In a deal with Senate Republicans, at least 19 of the president’s picks will win approval before Congress breaks. In exchange, Democrats won’t call for a vote on four of the picks that conservatives have groused most about.
San Francisco Magistrate Judge Edward Chen and UC-Berkeley School of Law professor Goodwin Liu are among the four.
Chen, who was nominated for a promotion to an Article III spot, has faced GOP opposition largely because of his work as a staff attorney for the ACLU.
Liu, a nominee for the Ninth Circuit U.S. Court of Appeals, also has been painted as too liberal. Liu also gets flak for his own criticism of a judicial nominee -- Samuel Alito. Liu was deeply critical of Alito’s rulings prior to him getting a seat on the U.S. Supreme Court.
The AP says the deal pertains to the president’s “non-controversial” nominees. Maybe Northern District nominee Edward Davila is among them. The Santa Clara County Superior Court judge who would succeed Judge Marilyn Hall Patel won unanimous approval by a Senate committee earlier this month and has escaped the kind of harsh criticism the GOP had of Chen and Liu.
A spokesperson for Sen.

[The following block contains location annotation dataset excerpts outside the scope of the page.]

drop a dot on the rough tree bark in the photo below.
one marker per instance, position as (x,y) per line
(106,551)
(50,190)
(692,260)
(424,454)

Barbara Boxer, who recommended Davila, didn’t immediately have an answer on his chances.
I GUESS THEY CALL THIS "CHECK AND BALANCES". THIS PROVES ONE THING, JUDGES ARE PICKED BY POLITICAL JUDICIAL PHILOSOPHY. WHICH MEANS THAT AT LEAST THE SENATORS KNOWN THIS SO STOP TEACHING LAW STUDENTS THAT JUDGES ARE PURE AND NOT BIAS (ITS TO LATE FOR ATTYS TO ACKNOWLEDGE THIS).